Fix the underlying degradation — the breaker reduces customer-visible damage during degradation but doesn't diagnose or repair the cause.
Provide global capacity — if all endpoints are degraded, the breaker has nowhere to route to. Slack's model fallback hierarchy composes the breaker with multiple designated backup models per feature.
Replace per-request retry / backoff — the breaker operates at endpoint granularity; per-request resilience remains the responsibility of retry logic.

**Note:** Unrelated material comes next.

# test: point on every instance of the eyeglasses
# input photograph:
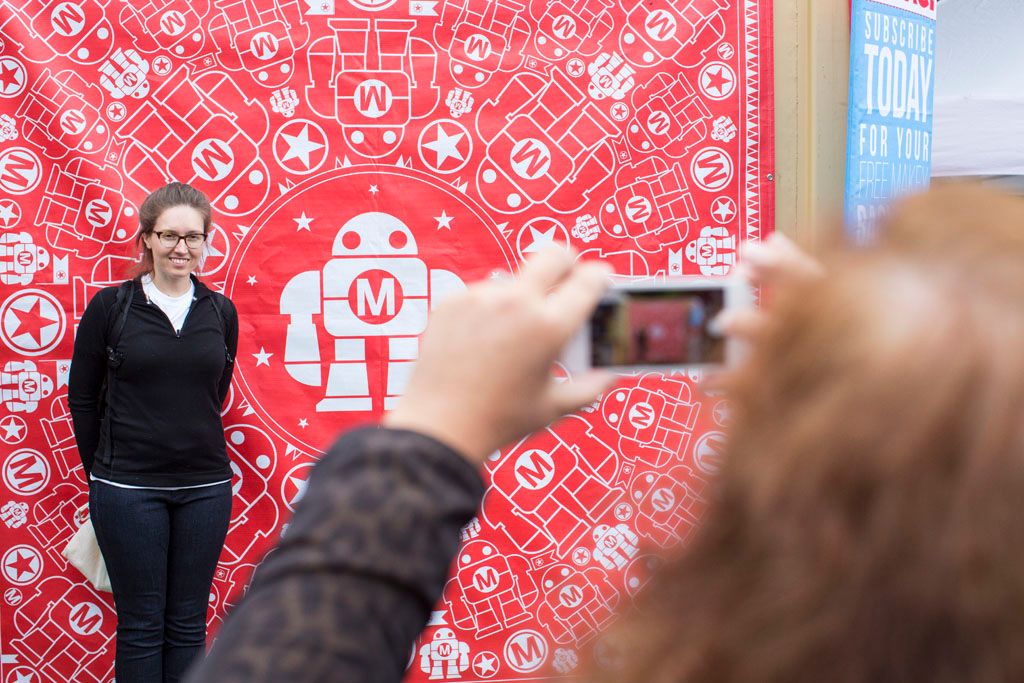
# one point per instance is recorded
(170, 240)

Open questions (from Slack's disclosure)¶

Specific TTFT / p90 / 5xx-rate thresholds that trip the breaker — not disclosed.
Cooldown duration before partial-open begins — not disclosed.
Trickle ramp rate — linear, exponential, custom curve? Not disclosed.
What "sustained health" means quantitatively — duration
below-threshold continuity required for ramp expansion.
Per-endpoint vs per-feature granularity — does the breaker decision apply per-endpoint or per-feature × endpoint?

Seen in¶

sources/2026-05-28-slack-slack-ai-the-path-to-multi-cloud — canonical wiki disclosure of the automated circuit breaker with partial-open recovery state as one of five subsystems inside Slack's Intelligent Routing Layer. Verbatim TTFT + p90 + 5xx triggers + partial-open trickle + dynamic expansion + sustained-health-driven ramp-back framing.